I’m (obviously) sending this out a day later than usual. And at night. Woah. Time is a construct, or whatever. I hope your weekend was fabulous and that your week is off to a good start.
Brain collage
The reader
A desk of one’s own
I recently expressed to Jack how much I wanted—nay, needed—a desk. We “share” one, but that concept—however nice—is unrealistic. If we’re both working from home or he’s working late and I have class, one of us ends up breaking our back leaning over the coffee table from the couch.
A mere few days later, I came home from a run to a huge box outside my apartment door. This meant that Jack bought me a desk and one of my neighbors kindly brought it in from the front porch and up the stairs. My love of the human race inching back with these two acts of kindness.
Before I even thought about taking a shower, I carried the box inside and began assembling it. A few minutes later, I’d accomplished two things: actually read the directions for the first time in the 28 years I have circled our shared sun and set up my desk in its new home in the living room, tucked next to the books and records.

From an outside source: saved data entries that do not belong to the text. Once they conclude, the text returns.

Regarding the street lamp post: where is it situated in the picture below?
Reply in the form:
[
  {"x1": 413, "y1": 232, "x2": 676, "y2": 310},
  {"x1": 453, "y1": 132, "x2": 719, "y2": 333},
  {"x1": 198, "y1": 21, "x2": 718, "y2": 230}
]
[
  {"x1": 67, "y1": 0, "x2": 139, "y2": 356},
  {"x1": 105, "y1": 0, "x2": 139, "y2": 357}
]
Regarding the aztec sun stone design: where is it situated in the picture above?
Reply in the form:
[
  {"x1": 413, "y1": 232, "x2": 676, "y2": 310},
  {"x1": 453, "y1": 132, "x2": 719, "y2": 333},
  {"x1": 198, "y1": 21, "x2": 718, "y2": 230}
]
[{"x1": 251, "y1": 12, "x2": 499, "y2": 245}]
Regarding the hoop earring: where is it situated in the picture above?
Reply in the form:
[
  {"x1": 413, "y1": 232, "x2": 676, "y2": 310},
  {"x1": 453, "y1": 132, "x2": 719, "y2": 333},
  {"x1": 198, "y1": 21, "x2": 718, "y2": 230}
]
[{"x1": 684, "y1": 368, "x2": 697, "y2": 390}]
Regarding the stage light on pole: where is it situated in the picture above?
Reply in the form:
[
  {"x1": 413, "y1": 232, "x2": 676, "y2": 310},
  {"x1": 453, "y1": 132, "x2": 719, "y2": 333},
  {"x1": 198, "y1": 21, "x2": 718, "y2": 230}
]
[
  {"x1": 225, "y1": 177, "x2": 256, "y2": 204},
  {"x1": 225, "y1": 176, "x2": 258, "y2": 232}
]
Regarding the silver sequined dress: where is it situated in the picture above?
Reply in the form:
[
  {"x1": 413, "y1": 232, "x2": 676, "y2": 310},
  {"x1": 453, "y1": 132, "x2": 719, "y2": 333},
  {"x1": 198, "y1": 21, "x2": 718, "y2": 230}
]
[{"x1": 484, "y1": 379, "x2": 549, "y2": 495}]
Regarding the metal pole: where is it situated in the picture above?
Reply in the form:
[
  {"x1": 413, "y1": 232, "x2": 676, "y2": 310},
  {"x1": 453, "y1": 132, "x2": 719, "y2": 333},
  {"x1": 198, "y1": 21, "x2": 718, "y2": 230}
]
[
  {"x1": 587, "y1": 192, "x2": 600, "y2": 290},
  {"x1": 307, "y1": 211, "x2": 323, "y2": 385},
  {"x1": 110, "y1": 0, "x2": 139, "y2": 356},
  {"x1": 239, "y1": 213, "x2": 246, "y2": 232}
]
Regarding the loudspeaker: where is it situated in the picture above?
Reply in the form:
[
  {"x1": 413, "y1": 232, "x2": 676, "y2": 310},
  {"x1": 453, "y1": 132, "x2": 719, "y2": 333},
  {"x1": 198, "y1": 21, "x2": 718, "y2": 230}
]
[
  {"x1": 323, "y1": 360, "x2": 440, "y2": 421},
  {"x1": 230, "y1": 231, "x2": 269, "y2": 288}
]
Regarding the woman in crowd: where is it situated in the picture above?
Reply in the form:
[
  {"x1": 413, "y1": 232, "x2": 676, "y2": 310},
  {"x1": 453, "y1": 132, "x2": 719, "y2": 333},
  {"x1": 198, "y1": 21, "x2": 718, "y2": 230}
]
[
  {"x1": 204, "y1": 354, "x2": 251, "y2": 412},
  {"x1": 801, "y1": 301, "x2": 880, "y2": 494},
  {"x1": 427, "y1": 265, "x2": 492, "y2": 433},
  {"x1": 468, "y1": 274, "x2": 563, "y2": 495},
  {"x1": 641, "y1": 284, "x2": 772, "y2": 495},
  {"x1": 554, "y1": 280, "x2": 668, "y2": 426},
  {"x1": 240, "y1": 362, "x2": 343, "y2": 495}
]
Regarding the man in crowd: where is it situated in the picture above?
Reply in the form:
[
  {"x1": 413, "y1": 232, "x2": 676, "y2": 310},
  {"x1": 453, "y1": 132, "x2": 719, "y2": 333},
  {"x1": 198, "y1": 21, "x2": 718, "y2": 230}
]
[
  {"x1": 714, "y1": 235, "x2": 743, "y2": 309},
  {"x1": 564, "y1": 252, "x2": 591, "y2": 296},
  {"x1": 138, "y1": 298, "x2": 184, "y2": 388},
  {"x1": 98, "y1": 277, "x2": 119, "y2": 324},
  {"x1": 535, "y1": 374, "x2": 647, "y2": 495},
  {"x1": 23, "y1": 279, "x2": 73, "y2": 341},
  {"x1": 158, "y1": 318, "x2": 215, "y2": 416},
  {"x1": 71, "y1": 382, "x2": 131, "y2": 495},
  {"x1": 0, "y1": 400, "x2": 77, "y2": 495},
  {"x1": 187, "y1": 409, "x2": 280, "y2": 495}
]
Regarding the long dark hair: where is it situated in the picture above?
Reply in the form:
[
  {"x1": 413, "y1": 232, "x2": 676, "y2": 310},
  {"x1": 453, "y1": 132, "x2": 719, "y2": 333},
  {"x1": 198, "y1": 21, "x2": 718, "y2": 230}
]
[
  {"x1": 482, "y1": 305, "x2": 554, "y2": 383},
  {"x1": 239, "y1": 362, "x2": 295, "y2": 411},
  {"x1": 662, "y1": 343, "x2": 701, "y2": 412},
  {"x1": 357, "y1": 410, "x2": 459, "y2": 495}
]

I’ve sat here every day since—working on homework and a few new pieces of art. It’s funny how something as simple as my own desk has made me feel inspired to create. I now have a dedicated space where I can channel creativity and foster a focused environment. It makes me proud of myself for for having worked and studied from home for nearly two years without one. We are resilient creatures, but I’ve been using the wrong-sized bandaid for the large wound known as turning my home into an office and library (and gym, yoga studio, movie theatre, and restaurant). Some of the reasons for this sustained discomfort were our of my control, but it has me thinking of what other areas of my life have I’ll-fitting bandaids on them.

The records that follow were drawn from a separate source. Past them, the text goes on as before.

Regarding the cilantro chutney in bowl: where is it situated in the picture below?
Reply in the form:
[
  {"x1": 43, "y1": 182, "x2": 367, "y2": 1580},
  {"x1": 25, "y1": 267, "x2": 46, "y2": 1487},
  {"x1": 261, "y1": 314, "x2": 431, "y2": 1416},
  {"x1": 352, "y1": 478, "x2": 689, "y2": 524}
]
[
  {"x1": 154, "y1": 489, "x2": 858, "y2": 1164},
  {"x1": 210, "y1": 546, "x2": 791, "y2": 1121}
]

Maybe it’s time for me to sit at my new desk and think deeply about that. In what ways could I show up for myself more? In what ways, as was the case here, could I state my needs and be heard? When could I ask for help?

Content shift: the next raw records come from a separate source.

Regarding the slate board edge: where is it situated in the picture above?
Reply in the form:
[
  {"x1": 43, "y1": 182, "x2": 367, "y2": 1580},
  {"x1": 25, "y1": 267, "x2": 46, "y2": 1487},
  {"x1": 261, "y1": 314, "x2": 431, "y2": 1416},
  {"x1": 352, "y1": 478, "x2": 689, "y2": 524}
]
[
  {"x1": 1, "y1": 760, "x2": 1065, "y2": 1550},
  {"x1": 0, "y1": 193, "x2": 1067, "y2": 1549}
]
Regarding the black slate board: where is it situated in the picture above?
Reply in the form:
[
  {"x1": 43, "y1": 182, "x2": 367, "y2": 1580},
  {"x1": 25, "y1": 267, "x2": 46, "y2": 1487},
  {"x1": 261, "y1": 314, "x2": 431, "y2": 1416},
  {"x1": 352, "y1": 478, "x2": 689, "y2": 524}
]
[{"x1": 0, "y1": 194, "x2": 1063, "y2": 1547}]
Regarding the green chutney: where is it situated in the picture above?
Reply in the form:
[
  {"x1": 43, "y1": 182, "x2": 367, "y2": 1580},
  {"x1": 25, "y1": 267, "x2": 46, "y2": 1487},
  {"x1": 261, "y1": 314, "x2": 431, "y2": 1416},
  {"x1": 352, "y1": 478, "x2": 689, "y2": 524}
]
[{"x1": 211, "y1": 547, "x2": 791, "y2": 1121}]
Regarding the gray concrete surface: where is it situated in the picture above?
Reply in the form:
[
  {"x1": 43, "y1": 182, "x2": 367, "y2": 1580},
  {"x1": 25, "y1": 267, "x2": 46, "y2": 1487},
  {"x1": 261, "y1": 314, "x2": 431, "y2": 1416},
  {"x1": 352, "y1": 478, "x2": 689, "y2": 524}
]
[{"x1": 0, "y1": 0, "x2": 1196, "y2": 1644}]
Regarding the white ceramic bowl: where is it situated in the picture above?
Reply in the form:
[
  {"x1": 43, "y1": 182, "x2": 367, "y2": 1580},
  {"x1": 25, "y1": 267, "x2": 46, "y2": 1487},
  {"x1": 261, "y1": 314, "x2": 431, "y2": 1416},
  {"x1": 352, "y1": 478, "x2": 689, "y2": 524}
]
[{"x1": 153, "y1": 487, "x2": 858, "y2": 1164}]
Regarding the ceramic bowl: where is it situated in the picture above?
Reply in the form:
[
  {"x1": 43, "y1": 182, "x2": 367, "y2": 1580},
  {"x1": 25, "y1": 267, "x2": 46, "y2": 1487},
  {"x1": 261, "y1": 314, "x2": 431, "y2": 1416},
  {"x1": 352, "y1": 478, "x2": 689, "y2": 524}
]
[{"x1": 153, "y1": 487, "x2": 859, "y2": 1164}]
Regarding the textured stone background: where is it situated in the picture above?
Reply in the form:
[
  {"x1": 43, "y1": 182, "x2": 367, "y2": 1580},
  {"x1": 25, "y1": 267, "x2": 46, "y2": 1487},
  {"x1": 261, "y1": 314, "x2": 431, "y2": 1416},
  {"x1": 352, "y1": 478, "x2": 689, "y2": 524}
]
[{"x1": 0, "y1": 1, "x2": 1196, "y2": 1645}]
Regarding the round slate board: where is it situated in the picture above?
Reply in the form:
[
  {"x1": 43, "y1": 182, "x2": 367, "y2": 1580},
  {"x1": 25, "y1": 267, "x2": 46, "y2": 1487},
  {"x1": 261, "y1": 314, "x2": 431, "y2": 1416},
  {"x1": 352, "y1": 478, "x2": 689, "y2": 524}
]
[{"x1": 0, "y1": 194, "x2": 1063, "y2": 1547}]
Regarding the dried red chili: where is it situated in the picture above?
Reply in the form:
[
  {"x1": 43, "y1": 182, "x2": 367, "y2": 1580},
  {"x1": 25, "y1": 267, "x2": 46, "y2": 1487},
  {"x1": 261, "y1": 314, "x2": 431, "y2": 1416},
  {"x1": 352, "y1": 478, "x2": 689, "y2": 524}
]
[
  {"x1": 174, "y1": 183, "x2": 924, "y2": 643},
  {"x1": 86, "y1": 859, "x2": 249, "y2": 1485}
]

“How we spend our days is of course how we spend our lives.”
— Annie Dillard
Crooked to take a place in the light
I’ve decided that this line is my next tattoo. It’s funny how some things just jump off the page for you. I could see that flower so clearly, bending itself towards a sliver of sun. Crooked just to stay in the light. I love that. I’ve noticed a newfound optimism in myself that sometimes gets buried by anxiety, but it’s there, trying to stay out of the dark. (That’s a meta metaphor if I’ve ever seen one.) This optimism has me chasing the good stuff, trying to run alongside it for as long as I can. This is something I’m enjoying. It’s making me like myself more. I want to remind myself to be like the flower and bend towards the sun. Sometimes there will be no sun, but that’s not the fault of the flower, that’s just how weather, like life, goes sometimes.
Poem by Allen Ginsberg
The Birth of Venus at Night
Recommended reading
For those of us who could stand to simplify, check out Need Less, Desire Less
For those who believe in both science and miracles, read the latest updates on the James Webb Space Telescope
For my writers, here’s a long read (4,430 words!) for you: On Writing: An Abecedarian
Wait, you're only 28? Guess you don't realize how accomplished you are for 28. Love your blog. Like these new links on the bottom. The collages are great to see. I like this "need less, desire less" mantra. I can tell you from my perspective (MUCH older), this should be cultivated. I wasn't raised with social media, and I am thankful for that. Too much of it is negative. Your time is valuable. Silence can be calming. Thanks, again!